Os outros formaram dois grupos, que se alternam continuamente em sua estrutura, e estão em ebulição. E, de vez em quando, a voz rouca de Pedro, ou a baritonante de Tomé, se levanta com uma ressonância macabra. Depois essas vozes se abaixam, como se eles estivessem com medo do que estão dizendo. Discutem sobre o que terão que fazer, e um deles propõe uma coisa, e os outros, outras. Mas todas as propostas caem por terra, porque realmente “a hora das trevas” está para chegar, e os julgamentos dos homens ficam obscuros e confusos.
– Era preciso dizê-lo a mim, antes –diz, agastado, Pedro.
– Mas ninguém falou. Nem o Mestre… –diz André.
– Sim! É claro que Ele te diria. Mas, meu irmão! Parece que tu não o conheces!… –responde-lhe Pedro.
– Eu me sentia um tanto perturbado. E eu disse: “Vamos morrer com Ele”. Vós estais lembrados? Mas, pelo nosso Deus Santíssimo, se eu tivesse sabido que era Judas de Simão!… –troveja Tomé, ameaçador.
– E que irias fazer? –pergunta Bartolomeu.
– Eu? Eu o faria até agora, se me ajudásseis!
– Que farias? Partirias para ir matá-lo? E onde?
– Não. Eu levaria embora o Mestre. É mais simples.
– Ele não iria!
– Eu não lhe perguntaria se Ele viria. Eu o raptaria, como se rapta uma mulher.
– Não seria uma má ideia!… –diz Pedro.
E, impulsivo como ele é, vai lá para trás, se intromete no grupo dos dois filhos de Alfeu que, com Mateus e Tiago, estão conversando em voz baixa, como uns conjurados.

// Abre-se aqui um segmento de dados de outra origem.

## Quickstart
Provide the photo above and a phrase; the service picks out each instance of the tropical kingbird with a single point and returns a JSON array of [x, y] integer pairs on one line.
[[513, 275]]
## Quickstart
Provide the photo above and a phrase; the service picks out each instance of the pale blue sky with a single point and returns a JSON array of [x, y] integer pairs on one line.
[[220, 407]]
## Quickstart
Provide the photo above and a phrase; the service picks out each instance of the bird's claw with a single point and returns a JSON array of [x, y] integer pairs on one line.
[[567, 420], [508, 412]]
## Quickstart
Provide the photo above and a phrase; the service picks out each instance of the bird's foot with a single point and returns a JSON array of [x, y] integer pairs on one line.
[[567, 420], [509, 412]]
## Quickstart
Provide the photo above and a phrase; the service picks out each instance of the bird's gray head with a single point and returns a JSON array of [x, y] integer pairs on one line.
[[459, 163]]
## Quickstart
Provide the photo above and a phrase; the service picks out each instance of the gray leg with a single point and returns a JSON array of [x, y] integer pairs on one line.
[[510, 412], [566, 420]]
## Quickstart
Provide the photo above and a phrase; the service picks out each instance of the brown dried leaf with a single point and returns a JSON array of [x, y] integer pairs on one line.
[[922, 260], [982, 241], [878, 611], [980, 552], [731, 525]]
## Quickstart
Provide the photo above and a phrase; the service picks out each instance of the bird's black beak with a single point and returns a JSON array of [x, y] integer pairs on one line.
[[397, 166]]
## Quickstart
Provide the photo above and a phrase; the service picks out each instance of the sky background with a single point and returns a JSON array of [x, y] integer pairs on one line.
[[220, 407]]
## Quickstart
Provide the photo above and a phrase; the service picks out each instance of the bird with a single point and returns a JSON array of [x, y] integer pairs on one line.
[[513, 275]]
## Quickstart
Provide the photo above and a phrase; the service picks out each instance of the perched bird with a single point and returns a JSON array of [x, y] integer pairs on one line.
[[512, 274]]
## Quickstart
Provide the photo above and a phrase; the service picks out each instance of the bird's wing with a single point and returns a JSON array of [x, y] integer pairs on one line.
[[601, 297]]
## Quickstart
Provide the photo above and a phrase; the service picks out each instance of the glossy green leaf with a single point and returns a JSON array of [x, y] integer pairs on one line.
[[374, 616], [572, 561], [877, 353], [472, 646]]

– Escutai. Tomé fala em levar embora a Jesus. Nós todos juntos. E se poderia… Do Getsêmani, por Betfagé, iríamos a Betânia, e de lá para qualquer outro lugar. Vamos fazer assim? Uma vez posto a salvo o Mestre, voltamos e acabamos com Judas.

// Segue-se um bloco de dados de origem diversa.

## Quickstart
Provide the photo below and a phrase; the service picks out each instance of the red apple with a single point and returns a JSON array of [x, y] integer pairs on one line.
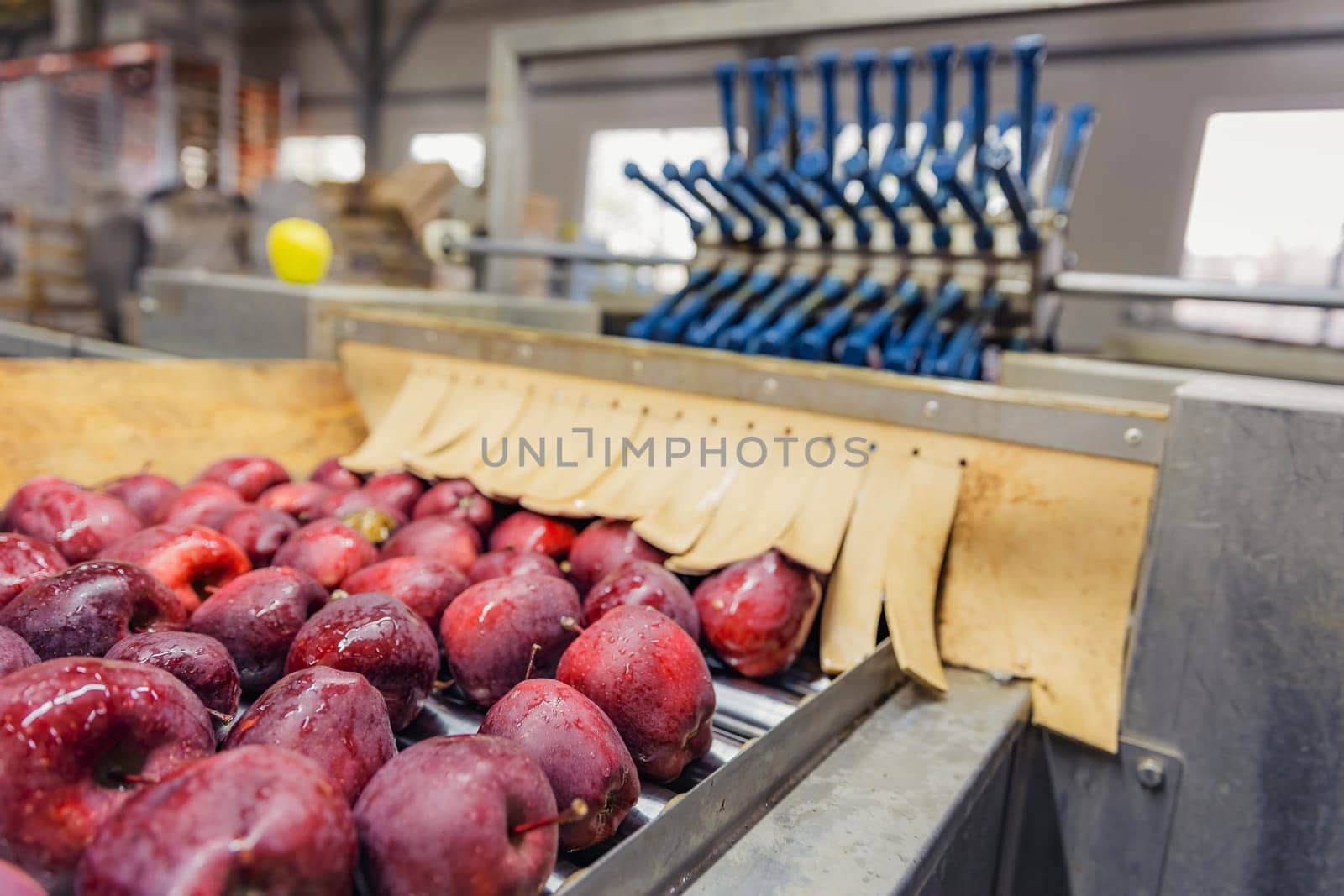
[[380, 637], [190, 559], [24, 560], [436, 537], [602, 547], [15, 882], [578, 748], [333, 476], [333, 718], [89, 607], [425, 586], [145, 493], [497, 564], [457, 500], [491, 629], [255, 820], [249, 474], [757, 613], [647, 674], [643, 584], [198, 661], [257, 616], [259, 531], [300, 500], [201, 504], [78, 736], [71, 519], [450, 815], [528, 531], [15, 654], [398, 490]]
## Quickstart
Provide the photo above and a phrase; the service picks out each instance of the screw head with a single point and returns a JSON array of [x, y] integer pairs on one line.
[[1151, 773]]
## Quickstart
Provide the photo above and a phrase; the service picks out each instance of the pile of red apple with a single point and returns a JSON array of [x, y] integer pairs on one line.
[[136, 616]]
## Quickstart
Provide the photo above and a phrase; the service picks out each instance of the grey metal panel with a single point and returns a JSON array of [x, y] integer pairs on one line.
[[203, 315], [714, 815], [911, 802], [24, 340], [1236, 658], [1108, 427]]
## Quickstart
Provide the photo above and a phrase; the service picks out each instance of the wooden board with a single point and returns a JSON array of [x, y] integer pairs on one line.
[[1041, 564], [93, 419]]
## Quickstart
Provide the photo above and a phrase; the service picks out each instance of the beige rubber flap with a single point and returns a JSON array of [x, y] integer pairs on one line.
[[416, 405], [853, 606], [925, 506]]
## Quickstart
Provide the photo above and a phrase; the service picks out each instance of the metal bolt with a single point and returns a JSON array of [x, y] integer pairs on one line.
[[1151, 773]]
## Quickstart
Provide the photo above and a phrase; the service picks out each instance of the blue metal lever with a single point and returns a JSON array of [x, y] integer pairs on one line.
[[709, 329], [817, 342], [689, 309], [779, 338], [862, 343], [828, 65], [645, 325], [900, 63], [699, 170], [1030, 53], [813, 165], [786, 70], [968, 338], [864, 62], [1081, 121], [945, 170], [905, 168], [770, 168], [940, 63], [738, 172], [979, 56], [633, 172], [905, 354], [726, 223], [998, 159], [859, 170], [726, 73], [759, 71], [738, 336]]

– Inútil. Todo Israel é uma armadilha –diz Tiago de Alfeu.
– E a hora está para chegar. Já se sabia disso! O ódio é demais!
– Mas, Mateus! Tu me fazes ficar com raiva! Tinhas mais coragem quando eras pecador. Fala tu, Filipe.
Filipe, que vem chegando, e parece que vem conversando sozinho, levanta o rosto e para. Pedro vai ao encontro dele e começam a cochichar. Depois eles vão ao grupo de antes.
– Eu diria que o lugar melhor é no Templo –diz Filipe.
– Estarás ficando doido? –gritam-lhe os primos, Mateus e Tiago–. Mas se lá eles o querem morto?
– Psiu! Que barulho! Eu sei o que digo. Procurá-lo-ão por toda parte. Mas não lá. Tu e João tendes boas amizades com os servos de Anás. Damos um boa importância em dinheiro… E está tudo resolvido. Podeis crer! O melhor lugar para se esconder alguém que está sendo procurado é na casa dos carcereiros.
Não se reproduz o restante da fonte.